阿刀田高『あやかしの声』新潮文庫 1999年

 11編をおさめた短編集です。気に入った作品についてコメントします。

「愛のすみか」
 仙台での新婚生活…それが私たち夫婦の美しい想い出だった…
 美しいはずの想い出が,不気味で,そしてアイロニカルな色合いに染め上げあれるラストが「ぞくり」とさせられます。またエロチシズムとグロテスクさが混淆しているところもいいですね。最初読んだとき,よくわかりませんでしたが・・・^^;;
「気弱な恋の物語」
 気弱な男が,薬局の薬剤師に恋をしたのだが…
 ミステリ短編になるところを,さらにひねって,もの悲しくも滑稽で,また皮肉めいた「失恋」の物語に仕立てています。
「鼻のあるスクープ」
 息子と娘を殺した殺人犯に,父親は復讐を誓う…
 ちょっと長めかな,というところはありますが,後半での復讐のやり方がじつにけれん味があって楽しいです。冒頭の「町」の,しつこい感じの描写が生きています。
「灰色花壇」
 妻子に先立たれた陽平は,花壇を作りながら,むかしのある記憶を思い出し…
 これまたミステリ的落ちを回避することによって,現実的な,あるかもしれないと思わせるもの悲しいラストを描き出しています。「狂気」と呼んでしまうには,あまりにせつないです。
「鉢伏山奇譚」
 故郷の鉢伏山には,奇妙な民話が伝わっていた…
 山に恋された男の話,とでもいいましょうか? 奇妙な手触りを持った作品です。前出の「気弱な恋の物語」「灰色花壇」もそうですが,意識的にショッキングなオチを捨て去ることによって,奇妙な,それでいて哀切感のあるラストへと導いていく作風の作品が,この短編集には目立つようにように思います。
「あやかしの声」
 「幻聴が聞こえるの」そんな妻を残してアレキサンドリアへ旅だった“私”は,そこで不可思議な体験をし…

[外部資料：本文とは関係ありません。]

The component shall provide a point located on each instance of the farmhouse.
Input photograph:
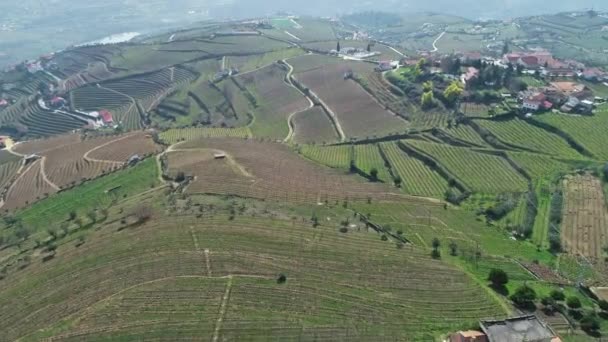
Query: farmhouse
(518, 329)
(470, 75)
(106, 117)
(569, 88)
(469, 336)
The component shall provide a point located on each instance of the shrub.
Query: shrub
(524, 297)
(558, 295)
(573, 303)
(498, 277)
(590, 323)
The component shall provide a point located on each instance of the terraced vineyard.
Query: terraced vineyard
(173, 136)
(540, 166)
(357, 112)
(583, 129)
(481, 172)
(313, 126)
(269, 171)
(520, 133)
(237, 295)
(367, 157)
(466, 134)
(274, 102)
(333, 156)
(416, 177)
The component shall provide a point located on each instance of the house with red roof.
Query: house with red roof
(106, 117)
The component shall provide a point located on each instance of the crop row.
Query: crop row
(416, 177)
(482, 172)
(520, 133)
(175, 135)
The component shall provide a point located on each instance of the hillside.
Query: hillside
(307, 179)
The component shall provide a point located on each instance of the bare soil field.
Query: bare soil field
(67, 160)
(268, 171)
(29, 187)
(275, 100)
(358, 113)
(585, 220)
(313, 126)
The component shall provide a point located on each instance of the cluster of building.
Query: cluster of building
(567, 96)
(527, 328)
(354, 53)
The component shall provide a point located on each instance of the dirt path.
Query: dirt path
(87, 158)
(435, 49)
(223, 308)
(133, 102)
(45, 177)
(333, 118)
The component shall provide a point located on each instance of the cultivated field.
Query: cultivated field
(585, 219)
(481, 172)
(269, 171)
(173, 136)
(313, 126)
(65, 161)
(182, 276)
(274, 102)
(357, 112)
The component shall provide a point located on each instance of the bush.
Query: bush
(524, 297)
(590, 323)
(558, 295)
(574, 303)
(498, 277)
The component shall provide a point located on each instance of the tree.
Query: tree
(428, 100)
(524, 297)
(505, 48)
(374, 174)
(398, 181)
(590, 323)
(558, 295)
(453, 92)
(574, 303)
(180, 177)
(498, 278)
(453, 248)
(436, 244)
(92, 215)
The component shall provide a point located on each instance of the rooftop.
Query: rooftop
(518, 329)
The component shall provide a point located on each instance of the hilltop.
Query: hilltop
(304, 178)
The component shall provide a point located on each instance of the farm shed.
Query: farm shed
(518, 329)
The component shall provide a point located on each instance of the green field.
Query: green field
(481, 172)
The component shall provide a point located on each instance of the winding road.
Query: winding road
(437, 40)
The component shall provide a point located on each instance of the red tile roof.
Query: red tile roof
(106, 116)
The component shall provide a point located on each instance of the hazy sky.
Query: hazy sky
(469, 8)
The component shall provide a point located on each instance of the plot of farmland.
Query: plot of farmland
(275, 101)
(67, 160)
(271, 171)
(585, 220)
(173, 276)
(313, 126)
(416, 178)
(479, 171)
(357, 112)
(520, 133)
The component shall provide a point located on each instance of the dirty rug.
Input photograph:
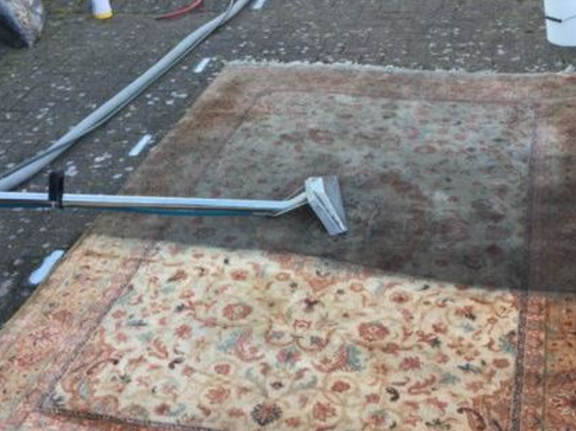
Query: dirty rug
(448, 305)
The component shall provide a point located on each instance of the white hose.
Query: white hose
(27, 169)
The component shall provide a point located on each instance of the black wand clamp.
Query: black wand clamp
(56, 188)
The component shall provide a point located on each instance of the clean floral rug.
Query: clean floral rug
(448, 306)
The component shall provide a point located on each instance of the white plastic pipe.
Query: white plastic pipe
(27, 169)
(101, 9)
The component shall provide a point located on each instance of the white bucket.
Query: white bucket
(561, 22)
(101, 9)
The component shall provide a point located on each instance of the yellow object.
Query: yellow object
(104, 15)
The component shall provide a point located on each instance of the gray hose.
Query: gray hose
(24, 171)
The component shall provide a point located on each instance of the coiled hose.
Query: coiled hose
(25, 170)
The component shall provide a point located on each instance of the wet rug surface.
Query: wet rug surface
(448, 305)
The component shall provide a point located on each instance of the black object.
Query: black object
(56, 188)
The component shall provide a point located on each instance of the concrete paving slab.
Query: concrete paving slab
(445, 291)
(492, 35)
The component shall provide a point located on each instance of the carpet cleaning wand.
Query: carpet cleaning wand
(322, 194)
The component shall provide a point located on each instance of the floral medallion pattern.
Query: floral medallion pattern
(244, 340)
(449, 176)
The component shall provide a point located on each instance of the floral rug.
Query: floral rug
(446, 307)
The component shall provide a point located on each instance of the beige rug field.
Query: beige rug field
(448, 306)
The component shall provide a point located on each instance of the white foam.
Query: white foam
(258, 4)
(202, 65)
(139, 147)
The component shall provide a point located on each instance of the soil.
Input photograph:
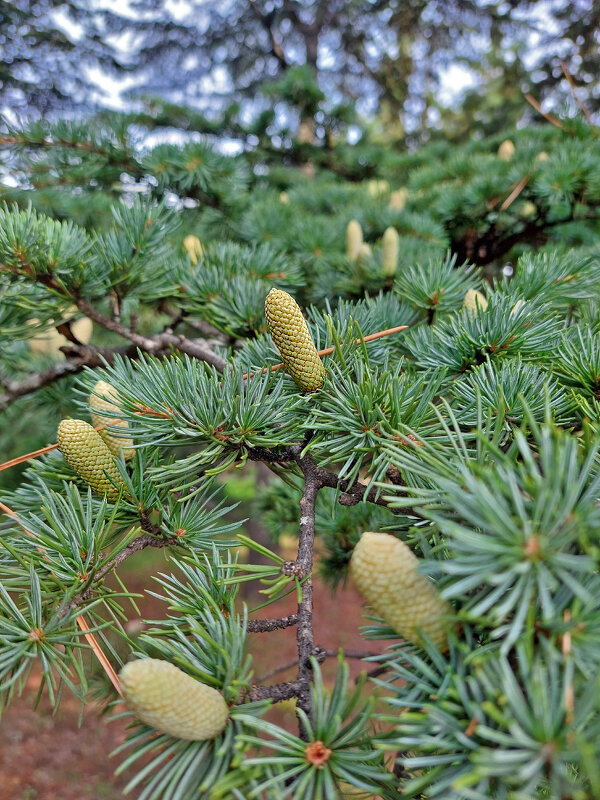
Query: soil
(66, 756)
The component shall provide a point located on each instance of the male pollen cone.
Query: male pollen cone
(385, 570)
(168, 699)
(84, 451)
(293, 340)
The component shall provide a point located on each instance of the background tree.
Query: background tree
(381, 57)
(465, 446)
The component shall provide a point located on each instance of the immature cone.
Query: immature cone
(390, 249)
(353, 239)
(364, 254)
(166, 698)
(83, 449)
(193, 245)
(293, 340)
(475, 301)
(506, 150)
(104, 397)
(385, 571)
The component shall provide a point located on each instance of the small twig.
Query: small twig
(277, 692)
(267, 625)
(580, 103)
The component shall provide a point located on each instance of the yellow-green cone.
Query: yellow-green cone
(385, 571)
(475, 301)
(293, 340)
(390, 249)
(166, 698)
(353, 239)
(105, 397)
(193, 245)
(506, 150)
(83, 449)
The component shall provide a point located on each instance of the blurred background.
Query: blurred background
(290, 84)
(268, 72)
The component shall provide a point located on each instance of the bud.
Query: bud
(166, 698)
(293, 340)
(474, 301)
(506, 150)
(386, 573)
(193, 245)
(364, 254)
(398, 199)
(353, 239)
(105, 397)
(389, 252)
(84, 451)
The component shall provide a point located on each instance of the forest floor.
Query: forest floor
(66, 756)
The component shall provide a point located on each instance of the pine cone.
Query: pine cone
(166, 698)
(398, 199)
(385, 572)
(353, 239)
(193, 245)
(474, 301)
(506, 150)
(84, 450)
(390, 251)
(115, 444)
(293, 340)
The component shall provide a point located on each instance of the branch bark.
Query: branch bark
(268, 625)
(304, 630)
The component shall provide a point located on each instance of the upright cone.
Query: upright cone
(166, 698)
(105, 397)
(293, 340)
(193, 245)
(386, 573)
(390, 250)
(83, 449)
(354, 239)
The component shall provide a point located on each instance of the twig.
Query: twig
(152, 344)
(515, 192)
(329, 350)
(571, 82)
(550, 117)
(267, 625)
(277, 692)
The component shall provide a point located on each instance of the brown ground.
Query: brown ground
(45, 757)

 ご多分に漏れず,わたしもまた「図書館」という空間が好きです。ぎっしりと並んだ本の間を,背表紙を眺めながら抜けていくときは,至福との一時と言えるかもしれません。しかしそれはあくまで,「非日常空間」としての「図書館」だからこそ,味わえるものなのでしょう。毎日,「仕事」として,膨大な書物と対面しなければならない司書さんのような方にとっては,やはり感じ方が違うのでしょう。この作者が司書出身であることは有名ですが,もしかすると作者自身も「あやかしの声」を聞いたことがあるのかもしれません。